The Uses of Orciprenaline

Bronchodilator.

Indications

For the treatment of bronchospasm, chronic bronchitis, asthma, and emphysema.

Background

A beta-adrenergic agonist used in the treatment of asthma and bronchospasms. [PubChem]

Definition

ChEBI: Metaproterenol is a member of phenylethanolamines.

Manufacturing Process

In an initial operation, 3,5-diacetoxyacetophenone was reacted first with bromine and then with isopropylamine to give 1-(3,5-dihydroxyphenyl)-2- isopropylaminoethanone.
59 g of 1-(3,5-dihydroxy-phenyl)-2-isopropylaminoethanone (free base) were dissolved in 590 cc of methanol, and the solution was hydrogenated in the presence of about 80 g Raney nickel at room temperature and under a pressure of 5 atm. Hydrogen absorption was terminated after a few minutes. The catalyst was separated by vacuum filtration, and the filtrate, an ethanolic solution of 1-(3,5-dihydroxyphenyl)-1-hydroxy-2-isopropylaminoethane, was admixed with the calculated amount of an alcoholic 20% sulfuric acid solution. A crystalline precipitate formed which was filtered off and washed with alcohol. For purification, the product was dissolved in water and the solution was filtered through iron-free charcoal.
Thereafter, the filtrate was evaporated to dryness in vacuo and the residue was taken up in alcohol.

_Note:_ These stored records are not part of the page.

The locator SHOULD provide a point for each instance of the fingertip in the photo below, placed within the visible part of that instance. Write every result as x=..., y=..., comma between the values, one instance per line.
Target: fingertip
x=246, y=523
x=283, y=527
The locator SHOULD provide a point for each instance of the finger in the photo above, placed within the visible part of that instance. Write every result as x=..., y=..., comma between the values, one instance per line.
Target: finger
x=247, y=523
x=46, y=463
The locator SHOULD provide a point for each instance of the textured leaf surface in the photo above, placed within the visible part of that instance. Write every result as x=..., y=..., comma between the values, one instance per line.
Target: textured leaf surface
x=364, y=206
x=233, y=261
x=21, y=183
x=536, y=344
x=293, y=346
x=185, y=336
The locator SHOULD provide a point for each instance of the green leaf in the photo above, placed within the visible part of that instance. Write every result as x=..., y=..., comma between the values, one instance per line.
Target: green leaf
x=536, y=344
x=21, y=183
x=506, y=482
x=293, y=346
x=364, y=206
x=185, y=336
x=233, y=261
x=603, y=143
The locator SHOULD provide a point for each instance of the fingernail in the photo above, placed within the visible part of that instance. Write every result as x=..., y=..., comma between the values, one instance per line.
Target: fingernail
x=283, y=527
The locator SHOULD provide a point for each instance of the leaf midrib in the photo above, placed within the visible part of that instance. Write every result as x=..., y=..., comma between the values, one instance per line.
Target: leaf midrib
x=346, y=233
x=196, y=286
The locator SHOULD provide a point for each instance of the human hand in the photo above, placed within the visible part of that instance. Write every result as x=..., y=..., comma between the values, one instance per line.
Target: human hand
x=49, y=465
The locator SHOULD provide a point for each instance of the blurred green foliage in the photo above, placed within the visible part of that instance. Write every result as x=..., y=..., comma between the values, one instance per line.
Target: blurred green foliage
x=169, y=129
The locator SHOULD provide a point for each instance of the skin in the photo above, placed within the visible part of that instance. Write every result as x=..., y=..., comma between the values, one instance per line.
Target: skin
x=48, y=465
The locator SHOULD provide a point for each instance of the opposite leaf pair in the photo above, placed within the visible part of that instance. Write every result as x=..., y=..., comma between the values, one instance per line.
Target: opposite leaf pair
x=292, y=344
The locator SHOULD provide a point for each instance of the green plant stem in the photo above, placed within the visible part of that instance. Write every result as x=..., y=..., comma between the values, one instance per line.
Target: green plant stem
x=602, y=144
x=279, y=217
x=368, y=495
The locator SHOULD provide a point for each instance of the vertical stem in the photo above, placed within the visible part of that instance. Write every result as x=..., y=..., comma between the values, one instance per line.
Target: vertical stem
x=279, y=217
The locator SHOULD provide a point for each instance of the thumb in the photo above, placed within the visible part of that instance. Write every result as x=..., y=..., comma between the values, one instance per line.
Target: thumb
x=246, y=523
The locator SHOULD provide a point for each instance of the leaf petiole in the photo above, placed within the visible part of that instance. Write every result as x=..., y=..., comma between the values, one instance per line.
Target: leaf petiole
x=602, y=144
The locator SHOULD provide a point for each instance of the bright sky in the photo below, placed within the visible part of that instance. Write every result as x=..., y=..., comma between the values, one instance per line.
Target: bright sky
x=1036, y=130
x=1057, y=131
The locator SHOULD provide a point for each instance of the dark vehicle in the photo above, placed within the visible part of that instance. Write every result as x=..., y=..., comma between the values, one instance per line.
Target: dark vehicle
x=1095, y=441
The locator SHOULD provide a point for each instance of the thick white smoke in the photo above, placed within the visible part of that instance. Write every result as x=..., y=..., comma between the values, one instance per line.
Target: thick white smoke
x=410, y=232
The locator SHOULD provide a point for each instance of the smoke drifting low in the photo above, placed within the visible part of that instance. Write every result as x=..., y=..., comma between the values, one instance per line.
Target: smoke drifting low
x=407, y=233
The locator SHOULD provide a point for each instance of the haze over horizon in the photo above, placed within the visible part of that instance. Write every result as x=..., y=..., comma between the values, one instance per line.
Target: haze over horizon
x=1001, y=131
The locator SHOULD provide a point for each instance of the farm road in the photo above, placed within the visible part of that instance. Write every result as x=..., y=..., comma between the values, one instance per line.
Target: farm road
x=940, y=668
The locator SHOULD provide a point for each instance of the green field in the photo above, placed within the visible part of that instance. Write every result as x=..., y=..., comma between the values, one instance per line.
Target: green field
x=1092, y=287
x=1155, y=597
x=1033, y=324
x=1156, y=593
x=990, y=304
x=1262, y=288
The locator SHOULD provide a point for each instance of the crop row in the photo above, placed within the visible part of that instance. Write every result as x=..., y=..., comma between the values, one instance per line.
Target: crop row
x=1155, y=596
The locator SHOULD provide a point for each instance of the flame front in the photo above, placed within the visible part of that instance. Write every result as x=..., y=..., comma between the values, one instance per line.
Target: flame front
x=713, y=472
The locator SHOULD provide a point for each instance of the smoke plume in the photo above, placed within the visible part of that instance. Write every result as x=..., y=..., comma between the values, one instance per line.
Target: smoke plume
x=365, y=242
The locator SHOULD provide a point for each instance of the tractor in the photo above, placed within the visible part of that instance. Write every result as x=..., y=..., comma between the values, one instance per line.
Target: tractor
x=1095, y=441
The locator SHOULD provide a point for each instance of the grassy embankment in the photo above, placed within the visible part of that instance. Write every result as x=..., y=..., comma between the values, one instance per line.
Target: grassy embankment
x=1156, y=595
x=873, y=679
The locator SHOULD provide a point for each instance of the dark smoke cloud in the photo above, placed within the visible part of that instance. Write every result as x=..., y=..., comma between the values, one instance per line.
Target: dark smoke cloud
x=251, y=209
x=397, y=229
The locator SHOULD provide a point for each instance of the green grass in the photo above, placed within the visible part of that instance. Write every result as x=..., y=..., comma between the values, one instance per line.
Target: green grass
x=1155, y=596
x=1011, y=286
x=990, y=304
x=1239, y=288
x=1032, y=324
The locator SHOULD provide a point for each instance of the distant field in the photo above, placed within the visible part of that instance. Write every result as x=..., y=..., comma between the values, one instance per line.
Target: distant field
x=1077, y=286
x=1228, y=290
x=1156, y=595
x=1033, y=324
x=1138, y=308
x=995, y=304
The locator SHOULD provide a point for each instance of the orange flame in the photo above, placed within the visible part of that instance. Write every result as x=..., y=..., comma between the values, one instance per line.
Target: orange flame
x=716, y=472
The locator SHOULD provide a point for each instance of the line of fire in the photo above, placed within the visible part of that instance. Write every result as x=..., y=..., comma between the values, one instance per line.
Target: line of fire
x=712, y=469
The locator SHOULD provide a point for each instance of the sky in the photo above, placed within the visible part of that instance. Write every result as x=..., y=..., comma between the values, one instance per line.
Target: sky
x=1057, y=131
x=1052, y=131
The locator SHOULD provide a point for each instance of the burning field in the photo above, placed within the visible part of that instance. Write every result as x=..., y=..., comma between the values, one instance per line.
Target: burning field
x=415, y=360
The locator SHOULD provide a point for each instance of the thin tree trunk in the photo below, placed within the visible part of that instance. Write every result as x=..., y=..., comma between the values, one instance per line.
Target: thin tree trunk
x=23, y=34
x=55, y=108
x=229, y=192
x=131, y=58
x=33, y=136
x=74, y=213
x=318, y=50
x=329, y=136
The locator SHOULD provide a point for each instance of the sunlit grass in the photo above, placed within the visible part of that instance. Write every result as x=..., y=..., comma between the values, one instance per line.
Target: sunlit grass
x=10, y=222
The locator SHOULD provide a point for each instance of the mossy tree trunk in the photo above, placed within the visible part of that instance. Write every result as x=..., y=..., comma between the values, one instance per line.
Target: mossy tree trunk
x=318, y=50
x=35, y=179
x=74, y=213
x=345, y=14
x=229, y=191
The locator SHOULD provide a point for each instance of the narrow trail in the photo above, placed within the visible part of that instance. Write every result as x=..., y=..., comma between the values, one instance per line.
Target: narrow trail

The crystalline precipitate which separated out after some standing was separated by vacuum filtration and washed with alcohol. After recrystallization from 90% alcohol, 61 g (83.2% of theory) of 1-(3,5- dihydroxyphenyl)-1-hydroxy-2-isopropylamino-ethane sulfate, MP 202° to 203°C, was obtained.

Therapeutic Function

Bronchodilator

Pharmacokinetics

Orciprenaline (also known as metaproterenol), a synthetic amine, is structurally and pharmacologically similar to isoproterenol. Orciprenaline is used exclusively as a bronchodilator. The pharmacological effects of beta adrenergic agonist drugs, such as orciprenaline, are at least in part attributable to stimulation through beta adrenergic receptors of intracellular adenyl cyclase, the enzyme which catalyzes the conversion of adenosine triphosphate (ATP) to cyclic- 3',5'- adenosine monophosphate (c-AMP). Increased cAMP levels lead to relaxation of bronchial smooth muscles and inhibition of the release of inalammatory mediators from mast cells that are involved in promoting immediate hypersensitivity .

Clinical Use

Metaproterenol was the first β- sympathomimetic drug with metabolic stability to achieve wide clinical use.

Metabolism

Hepatic and gastric. The major metabolite, orciprenaline-3-0-sulfate, is produced in the gastrointestinal tract. Orciprenaline is not metabolized by catechol-0-methyltransferase nor have glucuronide conjugates been isolated to date.